For this next portion I may be overwhelming some with specifics. I hope to spark interest and further my own understanding on these cutting edge statistics. Stuff+, and command+, are seemingly simple: how nasty their pitches are, and how well they command it. 100 is league average. For more information on that statistic, please see this link.
According to mlbpitchprofiler.com, Adam Oller deployed a six-pitch mix during his brief rookie year. The most seen pitch was his fastball, clocking in at about 93 MPH and 2209 rotations per minute (rpm's), which are both slightly below league average. It has an overall stuff+ of 107, because of the fantastic horizontal movement, and command+ of 98. It's a good pitch that Oller commands in a sub-par fashion.
The off-speed pitch he relied on the most was a cutter, which has 24 inches of drop and almost no horizontal action. It scores a 72 stuff+, which is abysmal, yet opponents only hit .229 off it last season. 71% of the contact vs. this pitch was classified as "poor", compared to just 55% for the fastball. Only 1% of the contact was "solid"- which is a recipe for a great Coliseum pitcher but a shaky one elsewhere.

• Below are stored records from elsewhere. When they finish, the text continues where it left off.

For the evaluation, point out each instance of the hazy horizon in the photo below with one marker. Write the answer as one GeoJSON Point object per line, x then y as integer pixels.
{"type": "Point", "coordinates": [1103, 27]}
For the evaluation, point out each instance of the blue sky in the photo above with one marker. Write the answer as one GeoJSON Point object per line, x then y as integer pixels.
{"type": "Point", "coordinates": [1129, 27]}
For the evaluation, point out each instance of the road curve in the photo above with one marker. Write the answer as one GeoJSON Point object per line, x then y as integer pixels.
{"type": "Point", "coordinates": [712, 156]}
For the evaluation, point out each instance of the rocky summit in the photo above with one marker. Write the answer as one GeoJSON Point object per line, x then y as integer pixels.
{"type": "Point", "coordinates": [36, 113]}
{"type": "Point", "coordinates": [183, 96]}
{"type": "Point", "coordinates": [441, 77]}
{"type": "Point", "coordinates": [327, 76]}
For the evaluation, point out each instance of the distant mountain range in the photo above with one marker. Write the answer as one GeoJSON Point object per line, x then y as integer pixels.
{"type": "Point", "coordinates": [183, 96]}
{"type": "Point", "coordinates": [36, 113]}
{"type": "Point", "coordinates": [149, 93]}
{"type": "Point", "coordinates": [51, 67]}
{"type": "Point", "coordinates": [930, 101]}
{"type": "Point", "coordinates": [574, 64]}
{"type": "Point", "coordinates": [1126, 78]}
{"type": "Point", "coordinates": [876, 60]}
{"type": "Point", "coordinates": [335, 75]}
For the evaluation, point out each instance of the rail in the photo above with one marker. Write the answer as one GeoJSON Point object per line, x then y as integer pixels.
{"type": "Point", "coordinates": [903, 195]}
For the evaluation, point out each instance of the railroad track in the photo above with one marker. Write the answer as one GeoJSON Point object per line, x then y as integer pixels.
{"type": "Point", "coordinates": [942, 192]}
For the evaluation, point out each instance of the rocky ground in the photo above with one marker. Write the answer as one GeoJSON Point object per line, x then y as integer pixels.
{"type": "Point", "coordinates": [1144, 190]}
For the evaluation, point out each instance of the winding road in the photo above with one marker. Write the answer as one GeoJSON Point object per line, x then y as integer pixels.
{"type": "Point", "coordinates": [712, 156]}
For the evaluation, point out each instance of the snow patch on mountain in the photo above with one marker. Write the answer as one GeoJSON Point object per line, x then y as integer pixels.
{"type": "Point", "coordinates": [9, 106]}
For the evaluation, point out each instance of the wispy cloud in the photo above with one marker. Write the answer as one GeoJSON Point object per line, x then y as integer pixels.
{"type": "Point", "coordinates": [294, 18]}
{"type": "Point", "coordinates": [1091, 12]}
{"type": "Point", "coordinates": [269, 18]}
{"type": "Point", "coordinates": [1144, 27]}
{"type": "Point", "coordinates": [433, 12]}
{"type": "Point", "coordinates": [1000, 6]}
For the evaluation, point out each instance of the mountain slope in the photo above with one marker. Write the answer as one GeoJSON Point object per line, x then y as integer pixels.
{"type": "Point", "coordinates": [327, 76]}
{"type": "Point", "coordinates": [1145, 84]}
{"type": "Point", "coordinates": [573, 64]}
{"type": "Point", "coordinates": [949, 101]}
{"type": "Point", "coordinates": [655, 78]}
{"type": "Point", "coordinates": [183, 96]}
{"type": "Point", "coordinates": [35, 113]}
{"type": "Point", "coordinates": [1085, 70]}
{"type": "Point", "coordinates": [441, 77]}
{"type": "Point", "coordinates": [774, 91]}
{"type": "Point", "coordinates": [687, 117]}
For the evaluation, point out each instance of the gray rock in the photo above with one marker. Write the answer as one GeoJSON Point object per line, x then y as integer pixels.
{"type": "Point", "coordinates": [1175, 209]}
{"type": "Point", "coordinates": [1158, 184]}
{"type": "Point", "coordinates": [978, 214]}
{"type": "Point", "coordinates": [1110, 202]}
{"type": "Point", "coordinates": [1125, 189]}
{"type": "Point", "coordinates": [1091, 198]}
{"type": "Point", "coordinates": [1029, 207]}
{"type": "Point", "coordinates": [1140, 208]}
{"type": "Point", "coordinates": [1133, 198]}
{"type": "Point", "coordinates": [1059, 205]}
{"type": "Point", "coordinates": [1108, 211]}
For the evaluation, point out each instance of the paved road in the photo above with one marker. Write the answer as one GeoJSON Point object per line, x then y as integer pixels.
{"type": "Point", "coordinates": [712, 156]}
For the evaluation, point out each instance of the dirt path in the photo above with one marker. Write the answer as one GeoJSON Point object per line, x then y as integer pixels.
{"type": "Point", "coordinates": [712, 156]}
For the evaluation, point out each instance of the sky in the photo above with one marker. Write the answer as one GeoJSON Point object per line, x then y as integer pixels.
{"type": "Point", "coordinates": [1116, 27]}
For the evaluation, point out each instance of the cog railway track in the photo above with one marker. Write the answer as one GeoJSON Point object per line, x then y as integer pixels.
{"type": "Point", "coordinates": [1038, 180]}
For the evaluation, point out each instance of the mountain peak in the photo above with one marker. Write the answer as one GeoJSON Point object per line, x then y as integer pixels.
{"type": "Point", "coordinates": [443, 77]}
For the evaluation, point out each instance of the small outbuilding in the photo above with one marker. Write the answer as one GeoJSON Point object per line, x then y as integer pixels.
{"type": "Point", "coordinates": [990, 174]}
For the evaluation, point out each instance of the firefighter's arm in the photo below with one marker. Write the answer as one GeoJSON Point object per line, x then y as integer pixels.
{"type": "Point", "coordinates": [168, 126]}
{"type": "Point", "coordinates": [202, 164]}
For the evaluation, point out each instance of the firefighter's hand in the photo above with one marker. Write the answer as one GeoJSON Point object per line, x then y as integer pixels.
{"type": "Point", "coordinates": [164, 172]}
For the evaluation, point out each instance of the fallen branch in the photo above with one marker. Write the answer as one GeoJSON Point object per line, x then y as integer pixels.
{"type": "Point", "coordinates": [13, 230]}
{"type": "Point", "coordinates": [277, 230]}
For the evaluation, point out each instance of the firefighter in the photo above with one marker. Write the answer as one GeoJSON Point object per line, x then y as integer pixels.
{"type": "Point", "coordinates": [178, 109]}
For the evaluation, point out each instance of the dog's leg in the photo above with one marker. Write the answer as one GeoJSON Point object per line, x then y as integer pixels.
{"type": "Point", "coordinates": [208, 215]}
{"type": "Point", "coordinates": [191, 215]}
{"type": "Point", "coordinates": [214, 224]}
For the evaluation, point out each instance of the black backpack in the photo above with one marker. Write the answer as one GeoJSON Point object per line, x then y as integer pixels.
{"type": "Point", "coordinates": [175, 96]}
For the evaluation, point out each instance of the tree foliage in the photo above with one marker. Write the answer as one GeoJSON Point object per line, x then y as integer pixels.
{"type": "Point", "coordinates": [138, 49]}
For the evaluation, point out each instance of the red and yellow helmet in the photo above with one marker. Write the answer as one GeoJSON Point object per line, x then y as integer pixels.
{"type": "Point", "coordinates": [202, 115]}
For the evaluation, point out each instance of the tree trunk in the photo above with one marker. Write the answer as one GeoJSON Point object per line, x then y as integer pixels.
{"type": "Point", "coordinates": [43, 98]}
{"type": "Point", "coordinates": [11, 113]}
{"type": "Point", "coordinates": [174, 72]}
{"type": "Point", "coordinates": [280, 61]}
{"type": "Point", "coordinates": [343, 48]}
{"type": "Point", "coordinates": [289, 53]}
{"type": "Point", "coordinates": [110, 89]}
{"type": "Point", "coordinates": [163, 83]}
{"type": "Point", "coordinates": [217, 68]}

The next four pitches were not used nearly as much, so I will try to cover them quickly.
slider: 103 stuff+, 99 command+, .191 xba and 43 inches of vertical drop- some of the best in baseball. Looks good!
change-up: 83 stuff+, 103 command+, .251 xba.
curveball: 106 stuff+, 99 command+, .200 xba.
sinker: He basically only threw this pitch in the first half of the year, it had a 112 stuff+, 94 command+, .417 xba off it. Looks awful!
Adam Oller threw a lot of different pitches last year and at least one of them he should never throw again. While the most likely outcome is failure, he has already faced brick wall and continued to work toward a remarkable goal. With that amount of work ethic, and if his cutter and slider can improve slightly, I believe Adam Oller... may actually have a place on the 2023 Athletics.
What do you think? Please discuss memories on Adam Oller's season and theories/projections on his potential future in Oakland.